Diane Lewis article

Women's Labor and Japanese Animation

Prof. Diane Wei Lewis discusses her new article in the Feminist Media Histories podcast on "Labor."

For much of the history of Japanese animation, women workers were in charge of low-paid, labor intensive animation tasks known as shiage (finishing), which comprise the final stages of drawing images. "Shiage and Women's Flexible Labor in the Japanese Animation Industry" examines how this work transformed with changes in animation production methods, employment practices, and technology. Lewis's research highlights how the workers who perform animation labor as home-based piecework ("homework") are especially vulnerable to exploitation.

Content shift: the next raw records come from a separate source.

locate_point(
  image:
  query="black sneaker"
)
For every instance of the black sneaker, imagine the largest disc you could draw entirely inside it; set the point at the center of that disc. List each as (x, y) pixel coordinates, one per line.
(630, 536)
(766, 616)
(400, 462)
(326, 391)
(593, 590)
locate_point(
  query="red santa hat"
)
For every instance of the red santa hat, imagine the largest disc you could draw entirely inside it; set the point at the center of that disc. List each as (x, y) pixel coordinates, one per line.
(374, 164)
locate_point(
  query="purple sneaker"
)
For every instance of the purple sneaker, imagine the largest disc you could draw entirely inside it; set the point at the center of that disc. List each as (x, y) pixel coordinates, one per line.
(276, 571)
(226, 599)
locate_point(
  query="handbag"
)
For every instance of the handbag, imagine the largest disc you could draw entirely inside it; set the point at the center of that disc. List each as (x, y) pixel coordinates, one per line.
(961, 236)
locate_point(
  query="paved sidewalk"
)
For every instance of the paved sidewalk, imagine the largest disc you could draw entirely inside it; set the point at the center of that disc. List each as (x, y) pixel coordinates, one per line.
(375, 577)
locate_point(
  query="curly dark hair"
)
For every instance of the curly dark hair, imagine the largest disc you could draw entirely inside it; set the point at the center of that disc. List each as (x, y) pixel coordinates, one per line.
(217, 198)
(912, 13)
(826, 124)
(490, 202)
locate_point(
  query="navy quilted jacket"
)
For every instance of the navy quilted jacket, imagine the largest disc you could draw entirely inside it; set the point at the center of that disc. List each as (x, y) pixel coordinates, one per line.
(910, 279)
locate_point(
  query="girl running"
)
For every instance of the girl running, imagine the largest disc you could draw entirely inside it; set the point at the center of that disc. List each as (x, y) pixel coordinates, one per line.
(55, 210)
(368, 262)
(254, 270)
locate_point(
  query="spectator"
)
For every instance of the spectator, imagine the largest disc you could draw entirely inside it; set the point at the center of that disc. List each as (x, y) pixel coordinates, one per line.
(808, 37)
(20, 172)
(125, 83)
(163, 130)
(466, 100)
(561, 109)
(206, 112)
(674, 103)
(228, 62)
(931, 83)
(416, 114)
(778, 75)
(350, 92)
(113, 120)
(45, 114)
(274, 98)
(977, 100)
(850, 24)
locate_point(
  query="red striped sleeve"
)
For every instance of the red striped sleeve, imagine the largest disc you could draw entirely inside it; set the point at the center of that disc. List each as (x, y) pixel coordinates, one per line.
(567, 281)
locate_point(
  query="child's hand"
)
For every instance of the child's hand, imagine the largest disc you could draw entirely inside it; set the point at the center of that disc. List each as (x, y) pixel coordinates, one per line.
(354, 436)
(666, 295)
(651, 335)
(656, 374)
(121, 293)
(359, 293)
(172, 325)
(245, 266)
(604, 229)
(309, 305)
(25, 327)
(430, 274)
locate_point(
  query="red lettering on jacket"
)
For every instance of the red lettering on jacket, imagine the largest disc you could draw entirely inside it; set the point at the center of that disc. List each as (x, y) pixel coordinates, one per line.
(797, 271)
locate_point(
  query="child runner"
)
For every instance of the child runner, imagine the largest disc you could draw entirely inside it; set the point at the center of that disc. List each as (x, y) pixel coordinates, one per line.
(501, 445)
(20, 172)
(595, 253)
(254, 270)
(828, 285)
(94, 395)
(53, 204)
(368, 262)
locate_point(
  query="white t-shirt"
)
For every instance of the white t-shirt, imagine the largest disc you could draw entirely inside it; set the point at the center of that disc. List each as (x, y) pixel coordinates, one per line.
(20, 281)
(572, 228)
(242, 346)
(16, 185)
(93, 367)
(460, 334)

In particular, she analyzes correspondence course ads in women's magazines from the late 1970s and early 1980s that marketed animation work to housewives as an attractive, self-enriching hobby. (As it turns out, many of these opportunities were actually scams.)
 
Lewis says, "I argue that besides the growing success of Japanese animation, what made such advertisements possible was Japan’s transition from a production-oriented economy to a consumer-oriented economy. Because of this cultural and economic shift, there were instances where even the most repetitive, poorly compensated, labor-intensive forms of work could be reframed by consumer practices and discourses. 
 
"Also, just generally speaking, these correspondence courses ads can tell us a lot about how ideas about women’s employment and home-based labor were changing in this period. I found the material fascinating."